Case Report: Flow cytometric differential diagnosis of a peripheral T-cell lymphoma, NOS with complete loss of CD45 and dim expression of CD3

Introduction

T-cell non-Hodgkin lymphomas (T-NHL), often called mature or peripheral T-cell lymphomas (PTCLs) are a heterogeneous group of non-Hodgkin lymphomas originating from post-thymic T-lymphocytes [1]. Despite the human immune system consisting of much more T-lymphocytes than B-cells, T-NHLs account for less than 15% of all non-Hodgkin lymphomas [2, 3]. Regardless of their minority among NHLs, PTCLs are classified into more than 30 entities according to the latest classification systems [4–6]. Most PTCLs show an aggressive clinical course and are challenging to manage with therapies that are effective in B-cell NHLs [7, 8]. Newly developed targeted and biological therapies can improve the outcome of some well-defined subtypes of PTCLs [8]. Proper pathological diagnosis and classification of PTCLs require complex analysis of the patient’s samples including morphology, immunophenotyping, and molecular genetics. Despite our increasing knowledge about PTCL subtypes, more than 25% of them do not fulfill the requirements of any entities and therefore are classified as peripheral T-cell lymphoma, not otherwise specified (PTCL, NOS) [2]. PTCL, NOS is a complex category, collecting clinically diverse and biologically heterogenous diseases, mostly associated with poor prognosis [6].
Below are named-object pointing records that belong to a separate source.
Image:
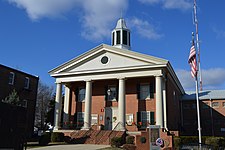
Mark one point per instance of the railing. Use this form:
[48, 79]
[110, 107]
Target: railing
[115, 129]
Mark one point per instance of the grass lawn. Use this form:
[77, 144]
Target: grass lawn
[110, 148]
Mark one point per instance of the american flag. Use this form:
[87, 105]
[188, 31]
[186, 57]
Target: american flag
[192, 61]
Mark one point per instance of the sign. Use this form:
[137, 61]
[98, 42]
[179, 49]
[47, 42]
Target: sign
[159, 142]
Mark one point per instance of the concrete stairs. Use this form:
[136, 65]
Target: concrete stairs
[102, 137]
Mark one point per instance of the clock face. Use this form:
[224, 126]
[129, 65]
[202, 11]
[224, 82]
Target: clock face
[104, 60]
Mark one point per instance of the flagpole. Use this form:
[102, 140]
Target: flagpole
[198, 113]
[197, 44]
[194, 73]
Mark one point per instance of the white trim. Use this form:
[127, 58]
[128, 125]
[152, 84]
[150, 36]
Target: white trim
[27, 83]
[110, 75]
[11, 80]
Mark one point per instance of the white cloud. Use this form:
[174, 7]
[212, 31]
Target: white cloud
[37, 9]
[212, 78]
[171, 4]
[145, 29]
[97, 17]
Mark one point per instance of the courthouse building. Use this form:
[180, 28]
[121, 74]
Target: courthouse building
[116, 87]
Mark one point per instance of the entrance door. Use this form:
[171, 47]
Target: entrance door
[111, 117]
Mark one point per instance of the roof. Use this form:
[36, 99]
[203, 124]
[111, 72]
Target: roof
[69, 68]
[124, 52]
[121, 24]
[205, 95]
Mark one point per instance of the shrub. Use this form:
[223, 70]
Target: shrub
[130, 140]
[143, 139]
[57, 137]
[129, 147]
[44, 139]
[116, 141]
[215, 141]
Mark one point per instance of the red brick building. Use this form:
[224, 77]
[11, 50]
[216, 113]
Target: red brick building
[114, 86]
[26, 87]
[212, 113]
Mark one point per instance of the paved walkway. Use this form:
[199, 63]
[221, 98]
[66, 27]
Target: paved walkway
[72, 146]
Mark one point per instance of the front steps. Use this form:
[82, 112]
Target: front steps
[102, 137]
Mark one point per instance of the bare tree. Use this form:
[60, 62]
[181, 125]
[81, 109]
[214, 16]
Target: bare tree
[44, 97]
[13, 98]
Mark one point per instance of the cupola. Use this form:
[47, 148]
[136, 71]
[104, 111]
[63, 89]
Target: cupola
[121, 35]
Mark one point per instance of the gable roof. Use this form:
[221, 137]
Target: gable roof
[84, 63]
[98, 49]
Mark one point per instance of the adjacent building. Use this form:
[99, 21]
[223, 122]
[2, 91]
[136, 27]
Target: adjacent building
[26, 87]
[212, 113]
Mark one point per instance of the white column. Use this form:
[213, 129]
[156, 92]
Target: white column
[164, 104]
[87, 113]
[66, 105]
[122, 104]
[58, 106]
[159, 101]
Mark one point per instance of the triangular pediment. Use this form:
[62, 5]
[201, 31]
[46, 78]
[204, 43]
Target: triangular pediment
[106, 57]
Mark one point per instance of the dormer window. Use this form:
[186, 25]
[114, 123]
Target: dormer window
[27, 83]
[11, 78]
[121, 35]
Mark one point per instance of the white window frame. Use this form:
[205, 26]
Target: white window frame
[94, 119]
[81, 96]
[113, 93]
[24, 103]
[217, 106]
[27, 83]
[129, 119]
[11, 78]
[144, 94]
[148, 118]
[80, 119]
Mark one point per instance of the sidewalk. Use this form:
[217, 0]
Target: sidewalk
[72, 146]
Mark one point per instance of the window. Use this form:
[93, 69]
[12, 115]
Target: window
[146, 118]
[94, 119]
[112, 93]
[124, 37]
[113, 38]
[27, 83]
[24, 103]
[145, 91]
[117, 37]
[81, 94]
[129, 119]
[215, 104]
[186, 106]
[80, 119]
[11, 78]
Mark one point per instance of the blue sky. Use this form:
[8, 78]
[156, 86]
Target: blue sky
[36, 36]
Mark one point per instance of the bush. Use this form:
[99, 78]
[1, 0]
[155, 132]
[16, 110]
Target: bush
[129, 147]
[57, 137]
[130, 140]
[44, 139]
[143, 140]
[116, 141]
[215, 141]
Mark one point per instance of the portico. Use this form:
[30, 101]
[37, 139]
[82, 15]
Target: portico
[116, 86]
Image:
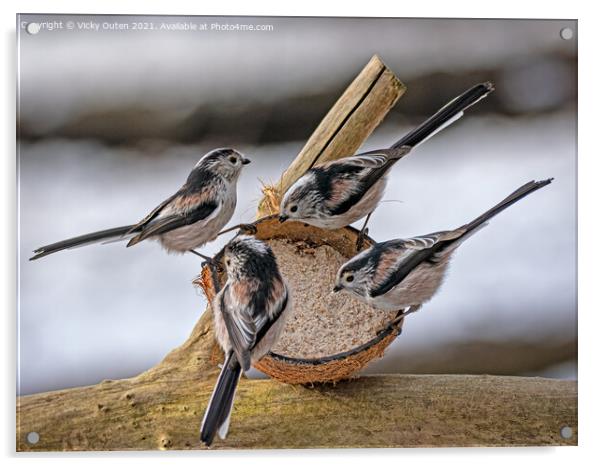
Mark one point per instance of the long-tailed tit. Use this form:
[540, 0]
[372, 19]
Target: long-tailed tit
[249, 315]
[338, 193]
[186, 220]
[404, 273]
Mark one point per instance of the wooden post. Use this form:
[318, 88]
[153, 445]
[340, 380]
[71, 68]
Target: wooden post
[359, 110]
[162, 407]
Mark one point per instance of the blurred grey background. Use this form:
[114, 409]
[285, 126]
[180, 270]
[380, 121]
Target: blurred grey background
[111, 121]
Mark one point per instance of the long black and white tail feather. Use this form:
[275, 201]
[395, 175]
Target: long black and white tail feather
[105, 236]
[516, 196]
[217, 414]
[448, 114]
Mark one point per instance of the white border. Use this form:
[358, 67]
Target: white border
[589, 224]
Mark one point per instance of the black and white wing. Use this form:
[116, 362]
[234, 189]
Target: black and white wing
[347, 180]
[395, 259]
[248, 321]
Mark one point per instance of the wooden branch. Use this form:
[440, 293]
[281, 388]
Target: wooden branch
[161, 409]
[359, 110]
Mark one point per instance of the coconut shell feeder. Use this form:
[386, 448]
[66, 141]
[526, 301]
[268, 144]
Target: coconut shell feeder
[342, 131]
[164, 403]
[326, 368]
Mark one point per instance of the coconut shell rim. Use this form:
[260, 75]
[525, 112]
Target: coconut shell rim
[323, 359]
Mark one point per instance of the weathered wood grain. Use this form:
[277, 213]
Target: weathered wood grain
[350, 121]
[162, 408]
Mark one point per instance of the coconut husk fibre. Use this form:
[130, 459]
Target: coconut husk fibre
[322, 323]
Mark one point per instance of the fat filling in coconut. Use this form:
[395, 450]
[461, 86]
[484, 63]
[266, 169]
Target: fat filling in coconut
[322, 323]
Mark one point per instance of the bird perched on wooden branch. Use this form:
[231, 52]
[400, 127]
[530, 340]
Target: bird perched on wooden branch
[338, 193]
[249, 314]
[405, 273]
[186, 220]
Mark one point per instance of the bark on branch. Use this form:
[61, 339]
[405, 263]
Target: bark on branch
[162, 407]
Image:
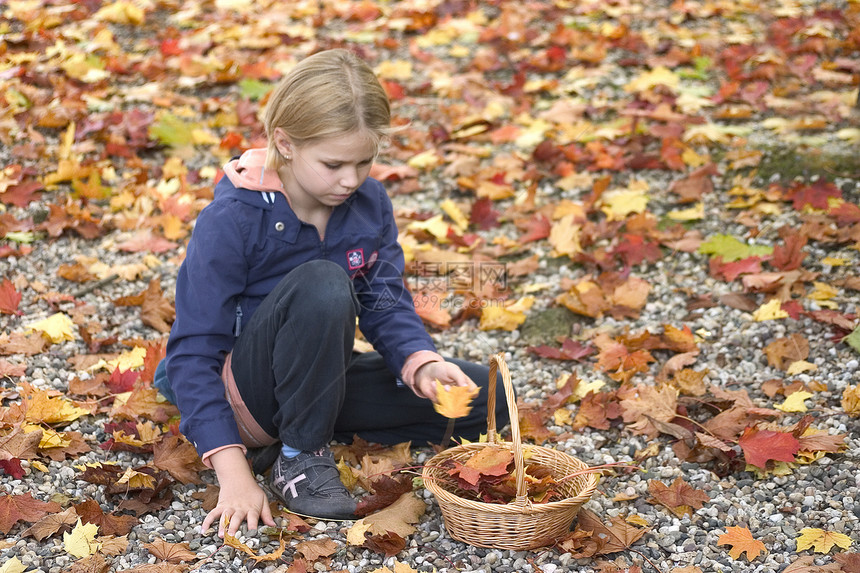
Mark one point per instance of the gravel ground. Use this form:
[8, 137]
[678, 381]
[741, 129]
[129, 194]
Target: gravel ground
[822, 495]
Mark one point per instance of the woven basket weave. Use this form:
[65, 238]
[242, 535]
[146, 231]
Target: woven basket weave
[520, 524]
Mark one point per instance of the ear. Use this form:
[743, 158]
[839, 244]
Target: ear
[283, 142]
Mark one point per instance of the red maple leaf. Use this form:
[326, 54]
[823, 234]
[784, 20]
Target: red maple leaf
[731, 271]
[596, 409]
[845, 214]
[537, 228]
[120, 381]
[850, 562]
[633, 249]
[9, 298]
[387, 490]
[12, 467]
[697, 184]
[483, 215]
[759, 446]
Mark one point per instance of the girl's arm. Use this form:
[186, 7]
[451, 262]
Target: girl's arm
[241, 498]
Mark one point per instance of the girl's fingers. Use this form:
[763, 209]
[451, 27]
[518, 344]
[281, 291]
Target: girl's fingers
[253, 519]
[210, 519]
[267, 514]
[235, 521]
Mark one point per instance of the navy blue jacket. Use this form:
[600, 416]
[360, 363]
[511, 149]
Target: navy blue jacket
[243, 244]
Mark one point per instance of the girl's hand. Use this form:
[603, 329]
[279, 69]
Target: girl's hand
[447, 373]
[241, 498]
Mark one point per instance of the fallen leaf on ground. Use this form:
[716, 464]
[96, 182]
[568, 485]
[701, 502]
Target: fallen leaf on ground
[821, 541]
[742, 541]
[454, 401]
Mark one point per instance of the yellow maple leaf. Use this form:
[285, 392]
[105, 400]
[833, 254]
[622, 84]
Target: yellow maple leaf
[619, 203]
[583, 388]
[693, 213]
[564, 237]
[500, 318]
[800, 366]
[128, 360]
[395, 70]
[454, 401]
[851, 401]
[233, 541]
[794, 402]
[57, 327]
[42, 408]
[562, 417]
[50, 438]
[771, 310]
[347, 477]
[355, 534]
[81, 541]
[424, 160]
[435, 226]
[137, 479]
[821, 541]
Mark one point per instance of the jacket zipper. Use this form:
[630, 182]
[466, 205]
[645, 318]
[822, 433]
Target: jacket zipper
[238, 327]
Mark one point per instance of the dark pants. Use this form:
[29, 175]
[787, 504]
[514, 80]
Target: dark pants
[296, 372]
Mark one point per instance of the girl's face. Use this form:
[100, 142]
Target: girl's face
[325, 173]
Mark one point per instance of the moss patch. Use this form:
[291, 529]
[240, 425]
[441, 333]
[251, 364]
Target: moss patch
[789, 163]
[543, 327]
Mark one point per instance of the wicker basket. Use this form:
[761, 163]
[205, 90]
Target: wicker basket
[519, 524]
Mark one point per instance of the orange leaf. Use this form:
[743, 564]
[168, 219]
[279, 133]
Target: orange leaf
[680, 498]
[741, 540]
[9, 298]
[759, 446]
[454, 401]
[174, 454]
In the diagnosis and classification of PTCLs besides histology, immunohistochemistry, and molecular genetics, flow cytometry plays an important role in phenotyping. It is a powerful tool to detect the co-expression of several (even over 10) antigens, that can facilitate the classification of the disease. Several antigens are detected including lineage (CD45, CD19, CD20, CD3, CD4, CD8), pan-T-cell (CD2, CD5, CD7, CD8) and other (CD1a, CD10, CD25, CD30, CD34, CD56, CD57, CD279, CXCR5, TCRα/β, TCRγ/δ, TdT, TRBC1) markers [9–12]. Since there is no consensus among diagnostic flow cytometry laboratories about T-lymphocyte phenotyping panels, laboratories use different approaches to identify and type T-cells. This also means these panels have different strengths and weaknesses.
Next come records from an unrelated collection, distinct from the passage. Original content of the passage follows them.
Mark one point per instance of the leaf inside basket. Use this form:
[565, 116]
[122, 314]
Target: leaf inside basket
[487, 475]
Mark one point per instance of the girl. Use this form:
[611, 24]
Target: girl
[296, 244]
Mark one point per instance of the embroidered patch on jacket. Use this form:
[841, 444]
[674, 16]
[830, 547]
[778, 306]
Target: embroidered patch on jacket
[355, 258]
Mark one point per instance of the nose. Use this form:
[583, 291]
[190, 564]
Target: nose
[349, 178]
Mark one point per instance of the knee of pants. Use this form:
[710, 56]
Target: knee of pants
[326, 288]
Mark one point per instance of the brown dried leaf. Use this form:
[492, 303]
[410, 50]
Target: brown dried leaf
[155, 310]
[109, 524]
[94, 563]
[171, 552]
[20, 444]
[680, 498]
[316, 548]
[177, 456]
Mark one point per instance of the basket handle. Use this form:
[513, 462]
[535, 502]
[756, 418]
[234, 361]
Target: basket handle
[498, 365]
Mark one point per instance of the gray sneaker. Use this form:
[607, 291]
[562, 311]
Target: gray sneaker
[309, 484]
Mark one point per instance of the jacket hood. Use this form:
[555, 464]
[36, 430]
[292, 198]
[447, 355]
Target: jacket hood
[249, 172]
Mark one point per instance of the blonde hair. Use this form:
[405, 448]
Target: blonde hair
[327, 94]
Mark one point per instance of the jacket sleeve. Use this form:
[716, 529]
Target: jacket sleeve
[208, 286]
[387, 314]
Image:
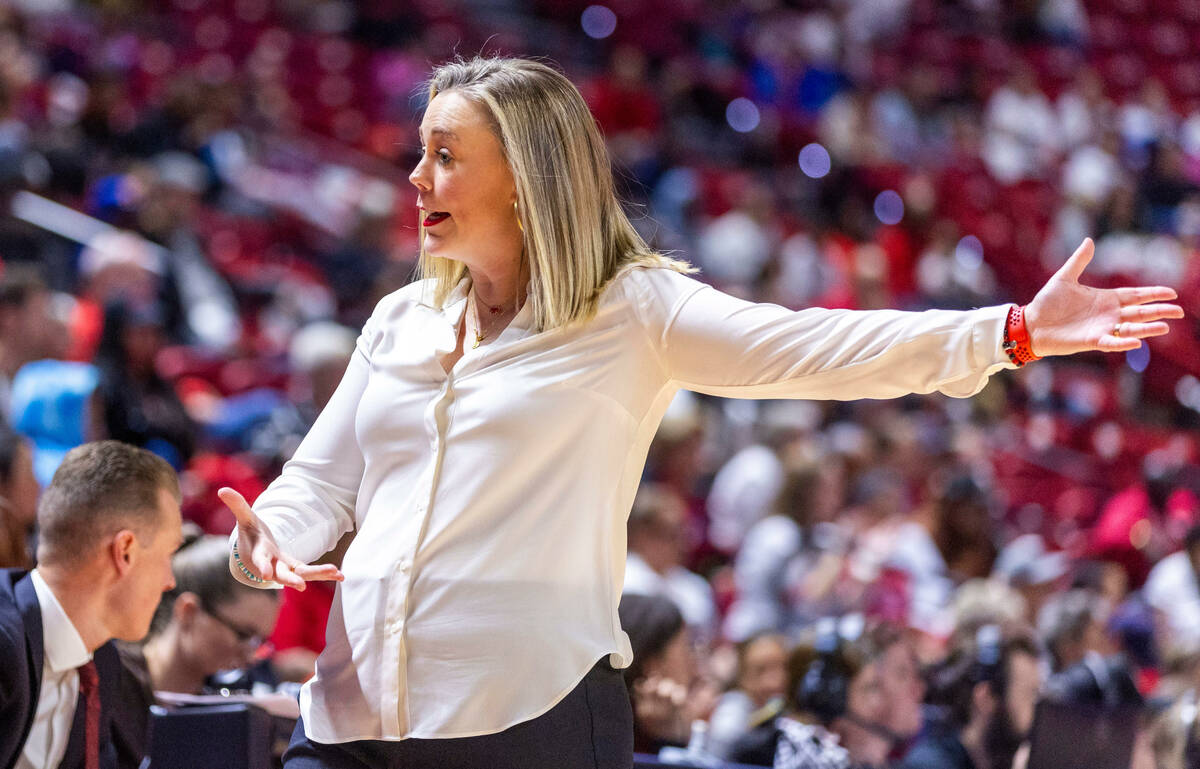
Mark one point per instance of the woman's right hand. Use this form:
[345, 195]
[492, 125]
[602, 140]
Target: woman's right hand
[263, 557]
Hereby we present a PTCL, NOS case with a rare phenotype raising differential diagnostic problems. The malignant T-cells showed almost complete loss of CD3 and CD4 antigens and were negative for CD45. This unfortunate combination of surface marker loss makes the identification of the tumor cells difficult and raises questions about the classification of the disease. We will review this case from a differential diagnostic and methodological perspective.

Case description

The first symptoms of a 49-year-old female patient born in 1975, were presented in January of 2024 as diffuse erythroderma accompanied by mild leukocytosis. Histology of her skin biopsy specimen revealed a dominantly dermal, perivascular T-lymphocytic infiltration showing multifocal epidermotropism. PCR confirmed T-cell monoclonality. A CT scan raised the possible involvement of some lymph nodes in the inguinal and parailiac regions. Flow cytometry, cytology, and immunohistochemistry confirmed peripheral blood, bone marrow, and an inguinal lymph node involvement. Based on the morphological features and the immunophenotype of the tumor cells the patient was diagnosed with peripheral T-cell lymphoma, not otherwise specified (PTCL, NOS).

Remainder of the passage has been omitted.